If it can’t BE warm, then might as well at least THINK warm...
Current mood:
hopeful
Category: Life

It's been several years since I attempted a garden. Those who know me know that, to put it at it's very most optimistic, gardening is still a "developing skill" for me. I remember feeling a bit demoralized about our last garden, even though we had gotten some nice vegetables out of it. But we had fallen to some classic pitfalls - loss of control over weeds, planting a little too close together, and, the worst - having the racoons raid our entire corn crop the very night before I was planning to pick it. I had even told my corn-loving father, "Tomorrow night we are going to have the BEST corn ever - do NOT miss this!" I think his disappointment even exceeded mine when I went out the next day to find bare cobs littered all around - not a stalk was spared. I was livid. Had I had a weapon I would have trudged, Elmer Fudd-ish, around the property looking to blow the heads off the little bastards who ate my perfect sweet corn.

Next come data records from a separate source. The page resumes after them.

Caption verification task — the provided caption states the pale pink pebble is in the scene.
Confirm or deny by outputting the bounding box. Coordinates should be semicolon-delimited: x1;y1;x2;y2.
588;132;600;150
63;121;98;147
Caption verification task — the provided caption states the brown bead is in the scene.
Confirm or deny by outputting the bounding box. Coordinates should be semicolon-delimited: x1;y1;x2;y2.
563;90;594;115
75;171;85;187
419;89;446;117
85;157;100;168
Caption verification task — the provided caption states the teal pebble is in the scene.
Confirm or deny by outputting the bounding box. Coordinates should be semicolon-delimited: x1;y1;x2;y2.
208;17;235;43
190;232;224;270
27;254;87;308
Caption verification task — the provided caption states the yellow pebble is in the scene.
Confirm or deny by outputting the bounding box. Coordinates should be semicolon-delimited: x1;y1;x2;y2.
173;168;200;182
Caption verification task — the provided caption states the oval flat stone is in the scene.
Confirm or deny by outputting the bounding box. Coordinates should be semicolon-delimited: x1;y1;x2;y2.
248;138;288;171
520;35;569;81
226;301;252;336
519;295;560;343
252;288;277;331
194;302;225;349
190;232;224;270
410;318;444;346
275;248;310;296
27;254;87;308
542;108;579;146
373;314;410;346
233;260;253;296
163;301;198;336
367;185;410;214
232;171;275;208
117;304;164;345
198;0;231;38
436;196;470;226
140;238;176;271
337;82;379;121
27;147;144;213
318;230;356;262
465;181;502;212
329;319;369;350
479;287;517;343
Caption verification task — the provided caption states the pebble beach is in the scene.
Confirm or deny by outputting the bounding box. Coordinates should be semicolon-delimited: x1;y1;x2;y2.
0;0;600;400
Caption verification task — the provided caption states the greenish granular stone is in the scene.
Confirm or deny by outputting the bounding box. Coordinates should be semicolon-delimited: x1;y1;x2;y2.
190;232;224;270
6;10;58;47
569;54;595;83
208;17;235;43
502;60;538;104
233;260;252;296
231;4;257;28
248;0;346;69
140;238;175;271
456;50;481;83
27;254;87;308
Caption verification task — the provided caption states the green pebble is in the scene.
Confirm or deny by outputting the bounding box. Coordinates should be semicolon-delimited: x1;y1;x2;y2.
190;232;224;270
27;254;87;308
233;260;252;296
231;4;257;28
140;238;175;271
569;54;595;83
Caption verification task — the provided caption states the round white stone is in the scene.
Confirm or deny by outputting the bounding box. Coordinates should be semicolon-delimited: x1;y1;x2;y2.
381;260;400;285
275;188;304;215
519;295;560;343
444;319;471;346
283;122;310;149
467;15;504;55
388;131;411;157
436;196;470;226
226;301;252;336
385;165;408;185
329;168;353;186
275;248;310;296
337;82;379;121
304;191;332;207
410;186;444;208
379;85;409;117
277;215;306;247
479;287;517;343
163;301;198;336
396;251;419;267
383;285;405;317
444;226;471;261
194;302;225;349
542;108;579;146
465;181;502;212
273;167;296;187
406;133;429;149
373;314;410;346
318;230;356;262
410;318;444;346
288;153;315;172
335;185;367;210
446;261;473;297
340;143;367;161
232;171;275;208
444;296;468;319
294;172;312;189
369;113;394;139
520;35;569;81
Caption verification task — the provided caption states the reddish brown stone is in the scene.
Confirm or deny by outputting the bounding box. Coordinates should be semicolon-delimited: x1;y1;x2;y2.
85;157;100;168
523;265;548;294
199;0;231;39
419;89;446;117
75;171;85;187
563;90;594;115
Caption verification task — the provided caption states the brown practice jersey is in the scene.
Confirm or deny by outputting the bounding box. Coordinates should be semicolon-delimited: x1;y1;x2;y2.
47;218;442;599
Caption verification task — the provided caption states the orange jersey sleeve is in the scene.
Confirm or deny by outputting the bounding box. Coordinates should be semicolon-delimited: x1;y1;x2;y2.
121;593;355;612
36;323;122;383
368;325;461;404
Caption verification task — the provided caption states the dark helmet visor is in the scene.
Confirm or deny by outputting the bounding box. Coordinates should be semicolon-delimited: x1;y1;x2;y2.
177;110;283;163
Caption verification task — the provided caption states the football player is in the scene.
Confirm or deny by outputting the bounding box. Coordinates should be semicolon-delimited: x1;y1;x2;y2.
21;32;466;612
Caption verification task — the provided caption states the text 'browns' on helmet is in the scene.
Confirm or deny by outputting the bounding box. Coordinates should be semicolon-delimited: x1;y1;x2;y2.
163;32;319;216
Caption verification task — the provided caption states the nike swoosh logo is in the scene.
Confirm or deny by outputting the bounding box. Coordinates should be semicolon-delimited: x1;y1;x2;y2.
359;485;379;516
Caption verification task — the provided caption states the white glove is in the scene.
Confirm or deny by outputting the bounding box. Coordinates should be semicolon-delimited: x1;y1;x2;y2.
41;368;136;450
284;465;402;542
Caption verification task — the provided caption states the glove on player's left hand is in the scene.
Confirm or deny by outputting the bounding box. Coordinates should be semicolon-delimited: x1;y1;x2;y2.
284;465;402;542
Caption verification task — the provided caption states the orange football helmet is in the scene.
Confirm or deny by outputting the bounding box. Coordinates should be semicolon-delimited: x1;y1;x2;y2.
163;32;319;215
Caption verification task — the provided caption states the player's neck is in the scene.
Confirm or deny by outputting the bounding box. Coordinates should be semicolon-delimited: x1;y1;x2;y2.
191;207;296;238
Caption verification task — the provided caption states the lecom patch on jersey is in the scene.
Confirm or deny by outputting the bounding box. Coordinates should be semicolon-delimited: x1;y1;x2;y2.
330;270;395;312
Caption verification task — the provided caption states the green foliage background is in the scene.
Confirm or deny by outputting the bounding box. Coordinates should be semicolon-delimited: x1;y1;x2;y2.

OK, so, I was feeling pretty crappy about the whole experience when that fall I walked into a local gift shop and noticed a calendar with the most beautiful photo included of corn stalks and red sunflowers (not real common) just beyond a stone wall and a very ancient apple tree. As I looked at it I had a very strong feeling of recognition. Then I looked more closely - the caption was something like, "Sunflowers - Paris Hill, Maine." Then I knew - that was MY garden. The photographer had gone behind the stone wall at the back of our property, into the old cemetery, and snapped my corn and sunflower rows on a beautiful Maine summer day. I supposed my garden had borne some fruit after all - it had brought beauty and joy to as many people as had bought that photographer's calendar. I contacted the photographer and she was kind enough to print and frame the photo for me - well, for $50, of course. I had kind of been hoping for a print-in-return-for-inspiration deal, but framing is expensive, so...ok. That print has hung in my kitchen ever since, reminding me that I really NEED to try again for a garden.
Now, I do have chickens which are producing at a prodigious rate - in fact I have so many eggs in my fridge right now, frankly, I'm ready to set up a winter farm stand. And, we also have a few apple trees which, every other year, produce bushels and bushels of apples, which are then eaten whole, turned into pies, apple fritters, apple cake, occasionally apple sauce (although this is a skill I never really learned all that well from my mother, who is very good at making this), and strange recipes my boys make up. One of these is the "apple tortilla" - one apple, cut up, on a tortilla, then butter, cinnamon, chocolate chips - all melted in the microwave, rolled up and eaten with a grin. So, I have these sort of self-sustaining agricultural ventures, but...it's time for a garden...THIS year.
Here's the plan for what we're going to grow...all chosen from the catalog for hardiness, cold resistance, short season/quick growing, and idiot resistance:
Sweet peppers, hot peppers, sweet corn, radishes, cantaloupes, cucumbers, winter squash, beets, watermelons, summer squash, bush beans, peas, red onions, carrots, tomatoes, pumpkins, catnip, sweet basil, dill, and...skyscraper sunflowers.
I know it sounds ambitious, but as the cold rain falls today, poised to turn to ice later this evening, I'd do almost anything to be outside digging in dirt with a little sweat beading on my brow. I may not find that thought so romantic come July when I'm keeping down weeds, but, right now, seems like an attractive vision.
So here's the bottom line. I know I can pull this garden thing off, but any advice you master gardeners might have - particularly those of you who garden in New England - would be really welcome. This year, when the corn and the sunflowers tower over my head, I will remember how long and tedious this winter has been, and I will not need a photographer's art to remind me how grateful I should be for the garden, whether it is objectively "successful" or not.